A major consequence of the changing roles and responsibilities of CFO's and their treasury colleagues will be the need for them to develop new skills sets. Alongside their professional and expert competencies, they will need the ability to work with others in teams, to be able to negotiate, to explain, and to communicate. They will no longer be able to operate from behind closed doors. The irony is that, in an information age with a greater corporate reliance on internet technologies, it becomes even more important to work with, and to communicate with, others on a face to face basis.

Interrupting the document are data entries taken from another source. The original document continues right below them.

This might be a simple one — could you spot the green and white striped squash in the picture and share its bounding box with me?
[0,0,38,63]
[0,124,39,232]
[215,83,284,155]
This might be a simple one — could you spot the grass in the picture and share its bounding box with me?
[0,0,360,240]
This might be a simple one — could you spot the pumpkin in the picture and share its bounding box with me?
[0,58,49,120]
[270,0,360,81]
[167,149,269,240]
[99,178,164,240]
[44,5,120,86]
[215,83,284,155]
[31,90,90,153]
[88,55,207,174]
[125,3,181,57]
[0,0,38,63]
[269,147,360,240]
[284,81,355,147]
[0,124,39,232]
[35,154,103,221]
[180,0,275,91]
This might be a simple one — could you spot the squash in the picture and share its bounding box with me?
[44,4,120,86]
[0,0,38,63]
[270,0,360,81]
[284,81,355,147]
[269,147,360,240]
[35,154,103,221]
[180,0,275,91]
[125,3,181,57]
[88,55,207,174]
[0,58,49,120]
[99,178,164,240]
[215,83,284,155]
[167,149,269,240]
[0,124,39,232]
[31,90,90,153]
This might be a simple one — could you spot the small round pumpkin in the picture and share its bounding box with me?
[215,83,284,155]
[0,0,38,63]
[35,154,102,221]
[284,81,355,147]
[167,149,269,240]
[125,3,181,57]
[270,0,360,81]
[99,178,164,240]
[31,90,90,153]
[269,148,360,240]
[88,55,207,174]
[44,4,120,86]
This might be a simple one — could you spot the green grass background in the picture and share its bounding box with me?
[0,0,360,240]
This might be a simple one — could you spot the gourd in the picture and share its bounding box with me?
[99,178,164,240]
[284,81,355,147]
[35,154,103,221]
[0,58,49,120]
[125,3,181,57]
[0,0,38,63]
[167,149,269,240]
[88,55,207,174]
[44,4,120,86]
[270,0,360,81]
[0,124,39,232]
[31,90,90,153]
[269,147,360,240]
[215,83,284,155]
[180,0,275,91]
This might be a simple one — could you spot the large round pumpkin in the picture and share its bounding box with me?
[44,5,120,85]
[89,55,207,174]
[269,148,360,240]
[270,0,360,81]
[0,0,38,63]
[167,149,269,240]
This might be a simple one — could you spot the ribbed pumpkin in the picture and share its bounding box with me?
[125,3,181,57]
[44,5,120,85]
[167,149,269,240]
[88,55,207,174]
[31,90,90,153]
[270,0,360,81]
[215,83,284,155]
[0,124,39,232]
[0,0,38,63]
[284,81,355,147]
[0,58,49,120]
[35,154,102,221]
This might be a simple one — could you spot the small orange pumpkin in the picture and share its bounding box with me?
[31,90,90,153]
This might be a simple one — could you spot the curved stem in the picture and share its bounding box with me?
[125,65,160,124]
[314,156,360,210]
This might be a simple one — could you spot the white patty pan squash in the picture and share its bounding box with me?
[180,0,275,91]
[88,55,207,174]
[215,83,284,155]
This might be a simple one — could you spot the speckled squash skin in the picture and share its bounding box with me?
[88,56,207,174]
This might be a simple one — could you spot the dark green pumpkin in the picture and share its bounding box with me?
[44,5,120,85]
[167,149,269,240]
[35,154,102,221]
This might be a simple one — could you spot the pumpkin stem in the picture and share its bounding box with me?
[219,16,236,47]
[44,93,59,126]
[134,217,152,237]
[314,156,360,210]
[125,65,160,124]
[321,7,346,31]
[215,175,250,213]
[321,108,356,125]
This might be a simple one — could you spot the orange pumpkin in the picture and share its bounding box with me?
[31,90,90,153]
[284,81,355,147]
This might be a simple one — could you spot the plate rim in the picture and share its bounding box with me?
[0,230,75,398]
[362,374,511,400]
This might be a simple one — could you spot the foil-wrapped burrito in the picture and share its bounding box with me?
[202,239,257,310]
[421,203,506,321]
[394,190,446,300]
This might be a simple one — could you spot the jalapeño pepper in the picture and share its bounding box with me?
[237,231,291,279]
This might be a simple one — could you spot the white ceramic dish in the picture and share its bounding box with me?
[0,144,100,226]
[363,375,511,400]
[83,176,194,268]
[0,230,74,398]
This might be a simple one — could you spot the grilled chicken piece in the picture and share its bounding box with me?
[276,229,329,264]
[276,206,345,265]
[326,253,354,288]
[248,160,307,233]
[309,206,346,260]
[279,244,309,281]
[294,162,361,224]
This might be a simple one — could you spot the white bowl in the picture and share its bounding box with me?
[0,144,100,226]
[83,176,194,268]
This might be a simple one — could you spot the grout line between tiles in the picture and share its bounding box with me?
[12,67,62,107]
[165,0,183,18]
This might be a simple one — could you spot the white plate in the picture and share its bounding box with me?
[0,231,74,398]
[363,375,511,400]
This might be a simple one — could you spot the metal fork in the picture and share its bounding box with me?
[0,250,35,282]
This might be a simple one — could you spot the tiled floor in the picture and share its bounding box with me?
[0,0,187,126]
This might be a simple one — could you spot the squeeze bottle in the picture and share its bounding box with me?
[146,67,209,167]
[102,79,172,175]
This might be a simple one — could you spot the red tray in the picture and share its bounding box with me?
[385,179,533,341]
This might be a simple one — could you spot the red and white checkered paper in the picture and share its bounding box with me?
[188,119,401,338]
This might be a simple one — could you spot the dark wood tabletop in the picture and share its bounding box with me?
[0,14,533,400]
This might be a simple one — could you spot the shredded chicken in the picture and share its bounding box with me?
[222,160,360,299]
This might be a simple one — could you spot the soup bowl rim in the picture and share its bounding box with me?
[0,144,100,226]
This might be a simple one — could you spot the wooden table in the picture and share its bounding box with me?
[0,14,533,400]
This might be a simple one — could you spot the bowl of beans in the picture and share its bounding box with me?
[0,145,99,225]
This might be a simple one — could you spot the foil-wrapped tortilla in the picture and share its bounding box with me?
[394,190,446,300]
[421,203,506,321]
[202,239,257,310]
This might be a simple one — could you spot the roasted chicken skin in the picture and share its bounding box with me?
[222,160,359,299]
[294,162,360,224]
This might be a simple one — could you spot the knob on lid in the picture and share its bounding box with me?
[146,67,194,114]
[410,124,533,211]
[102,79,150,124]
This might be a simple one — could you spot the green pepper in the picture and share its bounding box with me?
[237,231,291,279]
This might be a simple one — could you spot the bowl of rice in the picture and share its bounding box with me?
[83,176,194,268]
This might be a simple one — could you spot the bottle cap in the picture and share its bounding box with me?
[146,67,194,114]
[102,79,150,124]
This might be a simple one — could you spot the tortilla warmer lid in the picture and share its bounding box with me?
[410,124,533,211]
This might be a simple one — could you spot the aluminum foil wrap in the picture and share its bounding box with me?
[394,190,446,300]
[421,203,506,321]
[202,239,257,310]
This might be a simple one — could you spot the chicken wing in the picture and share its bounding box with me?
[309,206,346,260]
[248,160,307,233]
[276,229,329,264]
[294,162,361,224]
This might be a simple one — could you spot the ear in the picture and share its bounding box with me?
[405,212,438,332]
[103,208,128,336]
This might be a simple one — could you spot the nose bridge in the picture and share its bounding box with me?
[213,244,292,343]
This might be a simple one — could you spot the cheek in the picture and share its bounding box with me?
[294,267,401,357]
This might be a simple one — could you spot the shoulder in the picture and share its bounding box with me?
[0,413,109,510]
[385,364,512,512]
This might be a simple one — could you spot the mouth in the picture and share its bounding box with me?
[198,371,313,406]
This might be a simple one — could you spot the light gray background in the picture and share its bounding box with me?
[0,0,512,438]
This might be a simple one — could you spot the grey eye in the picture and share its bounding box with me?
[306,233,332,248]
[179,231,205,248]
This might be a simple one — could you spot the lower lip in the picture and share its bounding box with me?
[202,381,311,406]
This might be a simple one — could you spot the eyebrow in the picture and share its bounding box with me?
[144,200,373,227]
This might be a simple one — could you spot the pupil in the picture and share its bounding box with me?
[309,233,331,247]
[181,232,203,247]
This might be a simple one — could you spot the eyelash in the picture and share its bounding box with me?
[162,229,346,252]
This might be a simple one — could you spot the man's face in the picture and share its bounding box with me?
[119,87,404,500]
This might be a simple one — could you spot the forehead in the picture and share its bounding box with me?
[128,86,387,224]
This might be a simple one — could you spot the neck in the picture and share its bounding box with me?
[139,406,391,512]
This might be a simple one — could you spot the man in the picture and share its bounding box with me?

The agile corporation of the future will put those with treasury functions at the very centre of the strategic core of these reinvented business structures. In addition to their reconstructed roles within the day to day operations of their businesses, they will need to respond constantly to the ever- evolving pressures of a changing business environment. Mergers and acquisitions will be an ever- present feature of the business landscape. The need to fund new business ventures and to operate through business partnerships will become more pronounced. On top of al this, will be the challenges of valuing intellectual capital for balance sheets, take-over bids and corporate funding. The future of the treasury function will demand new skill sets as companies re-invent themselves to meet the challenges of the information age.